Lifesaving pharmaceuticals, such as penicillin and insulin, have created great advances in modern healthcare and the quality of life. However, the cost of bringing a new drug on the market is estimated to be $1.8 billion and steadily rising and there is a steady decrease in the number of new drugs on the market per billion US dollars spent on commercial drug research and development. Therefore, there is still much room for improvement in the throughput and cost-effectiveness of the drug discovery pipeline, enabling lifesaving medicines to be available to anyone who needs them and new drugs to cure more diseases. With today’s ever growing computational power at our fingertips, there is an exciting opportunity for computational scientists to leverage this power for the good of humanity.

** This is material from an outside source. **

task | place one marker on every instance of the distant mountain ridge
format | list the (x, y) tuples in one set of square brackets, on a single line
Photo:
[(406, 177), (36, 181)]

One of my current interests is the acceleration of large scale inverse molecular docking on massively parallel machines, such as Titan (Oak Ridge National Laboratory – ORNL) and Kraken (University of Tennessee (UT) and XSEDE), which can be used to automatically investigate potential side-effects and toxicity of lead drugs, which is a common cause for drugs failing in the late stage of the drug discovery pipeline and has negative effects on the costs of successful drugs (which must compensate for the financial loss of failed drugs).
I develop efficient and easy-to-use applications that help researchers make impactful scientific discoveries. I enjoy working with researchers in many different interdisciplinary settings and helping them find ways to achieve better results while saving time and budgets.